With this many children (half a dozen plus one, in case you’re just getting to know me), I am fast becoming a professional at the art of the parent teacher interview.
I’m fairly sure I’m every teacher’s nightmare, especially when I pull out an iPad full of my notes and questions, but that is a whole other story for next time.
What parents of first time kindergarten kids may not realise, is that teachers have a finely tuned turn of phrase. A language, if you’ll humour me, that they have crafted especially for use on parents. I think it’s a subject in their bachelor of education; ‘How to talk to parents so they won’t throw a chalk duster at you 101’.
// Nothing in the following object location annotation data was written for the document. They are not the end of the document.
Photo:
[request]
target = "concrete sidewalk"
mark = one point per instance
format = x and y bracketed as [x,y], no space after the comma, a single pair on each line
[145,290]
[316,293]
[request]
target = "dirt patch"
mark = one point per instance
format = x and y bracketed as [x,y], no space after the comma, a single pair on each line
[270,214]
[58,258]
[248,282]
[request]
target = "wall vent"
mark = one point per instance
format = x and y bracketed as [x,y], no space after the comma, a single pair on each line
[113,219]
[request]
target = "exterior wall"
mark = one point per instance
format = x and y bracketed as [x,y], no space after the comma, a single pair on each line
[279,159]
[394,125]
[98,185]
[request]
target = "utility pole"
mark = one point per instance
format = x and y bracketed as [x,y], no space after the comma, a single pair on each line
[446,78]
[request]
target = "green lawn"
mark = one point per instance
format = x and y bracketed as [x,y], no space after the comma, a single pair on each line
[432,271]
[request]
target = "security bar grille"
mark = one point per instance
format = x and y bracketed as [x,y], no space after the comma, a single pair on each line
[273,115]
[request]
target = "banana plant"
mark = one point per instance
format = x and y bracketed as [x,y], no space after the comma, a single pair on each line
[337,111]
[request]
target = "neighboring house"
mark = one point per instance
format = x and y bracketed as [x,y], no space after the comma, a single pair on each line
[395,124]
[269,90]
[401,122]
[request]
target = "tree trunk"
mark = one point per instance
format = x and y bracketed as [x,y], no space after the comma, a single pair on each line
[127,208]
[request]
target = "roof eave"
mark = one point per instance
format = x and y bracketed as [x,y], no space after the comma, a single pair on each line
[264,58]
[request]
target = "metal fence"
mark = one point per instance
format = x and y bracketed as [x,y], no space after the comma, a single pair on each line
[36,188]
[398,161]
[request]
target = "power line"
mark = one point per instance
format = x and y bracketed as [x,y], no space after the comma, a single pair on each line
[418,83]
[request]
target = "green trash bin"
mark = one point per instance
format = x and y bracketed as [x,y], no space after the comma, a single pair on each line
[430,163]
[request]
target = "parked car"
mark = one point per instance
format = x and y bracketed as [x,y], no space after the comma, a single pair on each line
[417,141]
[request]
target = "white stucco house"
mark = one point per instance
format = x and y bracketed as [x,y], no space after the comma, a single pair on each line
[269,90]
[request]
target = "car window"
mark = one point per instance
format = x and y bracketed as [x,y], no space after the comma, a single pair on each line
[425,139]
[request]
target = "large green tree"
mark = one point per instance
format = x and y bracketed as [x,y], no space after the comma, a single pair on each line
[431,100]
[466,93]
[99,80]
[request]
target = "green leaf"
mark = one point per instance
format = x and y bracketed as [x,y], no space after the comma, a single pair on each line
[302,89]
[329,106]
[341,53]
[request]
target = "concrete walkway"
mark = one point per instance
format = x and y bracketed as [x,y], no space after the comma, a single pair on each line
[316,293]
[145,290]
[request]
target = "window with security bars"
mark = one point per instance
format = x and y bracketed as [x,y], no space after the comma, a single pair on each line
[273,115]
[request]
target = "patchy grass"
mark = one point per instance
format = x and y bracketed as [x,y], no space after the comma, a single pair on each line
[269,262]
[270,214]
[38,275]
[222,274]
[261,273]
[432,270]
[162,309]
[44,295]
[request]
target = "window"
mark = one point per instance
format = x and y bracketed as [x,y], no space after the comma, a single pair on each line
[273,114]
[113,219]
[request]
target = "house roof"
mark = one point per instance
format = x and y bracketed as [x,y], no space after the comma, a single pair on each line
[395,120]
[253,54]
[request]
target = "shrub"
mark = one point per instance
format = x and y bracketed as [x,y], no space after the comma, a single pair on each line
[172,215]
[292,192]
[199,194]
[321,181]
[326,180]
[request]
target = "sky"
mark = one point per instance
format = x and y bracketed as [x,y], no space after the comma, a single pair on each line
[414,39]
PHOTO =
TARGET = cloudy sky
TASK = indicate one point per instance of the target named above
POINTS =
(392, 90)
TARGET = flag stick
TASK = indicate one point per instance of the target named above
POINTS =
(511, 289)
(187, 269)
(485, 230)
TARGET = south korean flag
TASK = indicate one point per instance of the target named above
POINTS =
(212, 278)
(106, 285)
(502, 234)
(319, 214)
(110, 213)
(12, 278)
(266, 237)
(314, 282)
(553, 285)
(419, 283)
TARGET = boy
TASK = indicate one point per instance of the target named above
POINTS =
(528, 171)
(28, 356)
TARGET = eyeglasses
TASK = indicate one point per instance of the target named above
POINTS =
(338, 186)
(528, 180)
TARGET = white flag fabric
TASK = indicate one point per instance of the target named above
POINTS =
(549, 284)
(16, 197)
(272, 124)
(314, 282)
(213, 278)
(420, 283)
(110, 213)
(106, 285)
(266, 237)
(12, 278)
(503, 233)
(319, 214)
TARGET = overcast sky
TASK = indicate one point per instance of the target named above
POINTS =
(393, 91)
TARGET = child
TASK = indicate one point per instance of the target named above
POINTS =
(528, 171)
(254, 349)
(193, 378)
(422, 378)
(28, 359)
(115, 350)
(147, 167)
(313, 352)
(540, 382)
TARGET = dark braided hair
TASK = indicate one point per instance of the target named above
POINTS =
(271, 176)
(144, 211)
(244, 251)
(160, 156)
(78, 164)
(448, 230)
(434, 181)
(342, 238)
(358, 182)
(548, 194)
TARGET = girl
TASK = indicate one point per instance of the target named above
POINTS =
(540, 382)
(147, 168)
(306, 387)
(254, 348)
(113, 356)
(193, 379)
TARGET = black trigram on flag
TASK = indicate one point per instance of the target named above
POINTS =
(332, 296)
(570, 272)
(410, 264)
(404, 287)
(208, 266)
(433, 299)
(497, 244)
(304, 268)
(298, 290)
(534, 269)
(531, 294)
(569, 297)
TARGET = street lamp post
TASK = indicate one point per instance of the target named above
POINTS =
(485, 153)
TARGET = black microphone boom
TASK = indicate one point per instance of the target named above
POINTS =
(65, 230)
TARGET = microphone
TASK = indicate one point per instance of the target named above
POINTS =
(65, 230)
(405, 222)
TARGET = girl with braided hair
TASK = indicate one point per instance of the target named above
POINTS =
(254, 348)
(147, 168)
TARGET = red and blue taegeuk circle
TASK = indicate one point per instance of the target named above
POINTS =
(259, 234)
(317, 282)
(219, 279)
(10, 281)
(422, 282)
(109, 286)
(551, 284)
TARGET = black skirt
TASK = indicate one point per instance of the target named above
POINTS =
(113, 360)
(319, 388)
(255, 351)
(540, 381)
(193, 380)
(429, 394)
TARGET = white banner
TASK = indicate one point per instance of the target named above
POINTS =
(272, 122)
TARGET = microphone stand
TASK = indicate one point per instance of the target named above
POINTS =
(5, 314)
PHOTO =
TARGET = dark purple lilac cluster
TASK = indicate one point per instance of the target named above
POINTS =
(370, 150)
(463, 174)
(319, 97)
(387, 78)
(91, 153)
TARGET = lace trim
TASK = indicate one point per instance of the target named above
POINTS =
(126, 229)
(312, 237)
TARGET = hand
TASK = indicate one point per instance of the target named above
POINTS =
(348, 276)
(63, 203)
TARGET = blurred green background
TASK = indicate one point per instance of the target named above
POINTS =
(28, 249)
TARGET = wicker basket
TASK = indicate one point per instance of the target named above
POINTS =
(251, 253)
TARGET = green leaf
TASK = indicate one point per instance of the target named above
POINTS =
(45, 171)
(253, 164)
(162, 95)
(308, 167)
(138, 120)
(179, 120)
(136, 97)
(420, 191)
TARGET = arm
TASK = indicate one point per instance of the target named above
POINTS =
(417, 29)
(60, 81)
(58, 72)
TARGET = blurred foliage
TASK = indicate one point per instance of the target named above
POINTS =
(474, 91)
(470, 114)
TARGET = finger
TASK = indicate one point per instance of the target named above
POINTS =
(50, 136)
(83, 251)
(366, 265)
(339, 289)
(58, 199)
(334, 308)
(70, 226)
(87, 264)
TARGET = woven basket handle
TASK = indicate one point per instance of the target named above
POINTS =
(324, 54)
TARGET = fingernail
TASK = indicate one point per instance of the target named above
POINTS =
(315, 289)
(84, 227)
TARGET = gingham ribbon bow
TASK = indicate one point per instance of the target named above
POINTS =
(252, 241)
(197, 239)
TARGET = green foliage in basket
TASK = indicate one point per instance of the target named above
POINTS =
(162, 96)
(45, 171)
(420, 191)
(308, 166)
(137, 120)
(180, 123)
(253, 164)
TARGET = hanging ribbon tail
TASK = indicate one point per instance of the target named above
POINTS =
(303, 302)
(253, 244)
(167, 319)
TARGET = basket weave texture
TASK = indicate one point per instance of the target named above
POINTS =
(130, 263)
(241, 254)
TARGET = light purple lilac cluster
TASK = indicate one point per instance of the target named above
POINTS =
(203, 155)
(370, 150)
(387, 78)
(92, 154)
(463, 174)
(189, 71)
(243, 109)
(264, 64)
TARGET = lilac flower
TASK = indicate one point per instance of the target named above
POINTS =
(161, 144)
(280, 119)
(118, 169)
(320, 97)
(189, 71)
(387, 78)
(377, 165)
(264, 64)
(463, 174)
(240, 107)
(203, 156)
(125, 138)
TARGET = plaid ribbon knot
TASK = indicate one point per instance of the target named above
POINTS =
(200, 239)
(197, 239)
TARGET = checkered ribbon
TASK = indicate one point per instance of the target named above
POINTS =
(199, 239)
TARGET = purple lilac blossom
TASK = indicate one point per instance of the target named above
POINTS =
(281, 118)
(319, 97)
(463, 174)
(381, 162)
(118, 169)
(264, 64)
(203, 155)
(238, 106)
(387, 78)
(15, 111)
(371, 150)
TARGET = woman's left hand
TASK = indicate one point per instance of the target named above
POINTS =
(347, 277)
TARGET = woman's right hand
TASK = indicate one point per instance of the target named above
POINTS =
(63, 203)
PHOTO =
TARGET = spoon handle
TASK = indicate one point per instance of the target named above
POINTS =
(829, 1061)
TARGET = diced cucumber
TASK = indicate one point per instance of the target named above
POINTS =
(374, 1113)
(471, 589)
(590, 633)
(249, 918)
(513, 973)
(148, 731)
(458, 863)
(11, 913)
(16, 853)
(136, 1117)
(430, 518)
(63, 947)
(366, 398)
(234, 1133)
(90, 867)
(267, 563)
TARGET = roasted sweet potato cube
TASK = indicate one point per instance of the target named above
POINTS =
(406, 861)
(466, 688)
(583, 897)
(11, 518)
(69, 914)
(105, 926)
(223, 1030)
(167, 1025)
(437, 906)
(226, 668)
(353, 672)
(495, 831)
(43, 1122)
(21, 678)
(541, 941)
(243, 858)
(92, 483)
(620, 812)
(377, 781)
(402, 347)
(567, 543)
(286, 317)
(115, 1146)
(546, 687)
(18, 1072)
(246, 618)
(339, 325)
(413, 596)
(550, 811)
Carefully worded statements with a hint of praise will be used in place of saying something negative about your child. These are questions in disguise, and let’s face it, why have you been summoned to the school on a cold winter’s evening?
If you think it’s to be showered with praise about your “model” child, then this probably isn’t going to be your night. Prepare for an evening of awkward explanations and uncomfortable silences, as you figure out what to say next. Feeling like it’s you who is in trouble and have been sent to the principal’s office, and wondering if our own parents felt the same way.
While I don’t have the answers, I believe can help parents new to this with some translation of the parent teacher interview language for you.
Here are a few examples:
“What is he like at home?” translates to; How DO you live with him?
“He is full of energy” - tells you that the teacher simply cannot keep your child in their seat.
“He has interesting tastes” - does not mean you may have an artist on your hands, it means that glue, glitter, sand, the class guinea pig’s food and paint have all been taste-tested by your child.
“She is very creative, and we need to find a way to channel that into something” - for heaven’s sake buy your child some colouring books to do at home, this drawing unicorns on every picture she comes across in any book is getting expensive. The class has been banned from the library.
“She needs to be more focussed on her class work” - when not drawing on library books, she is staring out the window, quite probably daydreaming about drawing horns on ponies.
“We enjoy having him in the class” - your child is more fun to watch in action than the circus.
“He is a very affectionate little boy” - we need to discuss boundaries, and also some parents outside may wish to talk to you.
Lastly there is the phrase “Thanks for coming, it’s lovely to meet you” - yes you made it to the interview and wow you look much more together than we thought you would, especially given what we see from your progeny each day.
Now all you have to do now is maintain the facade, and the illusion is complete.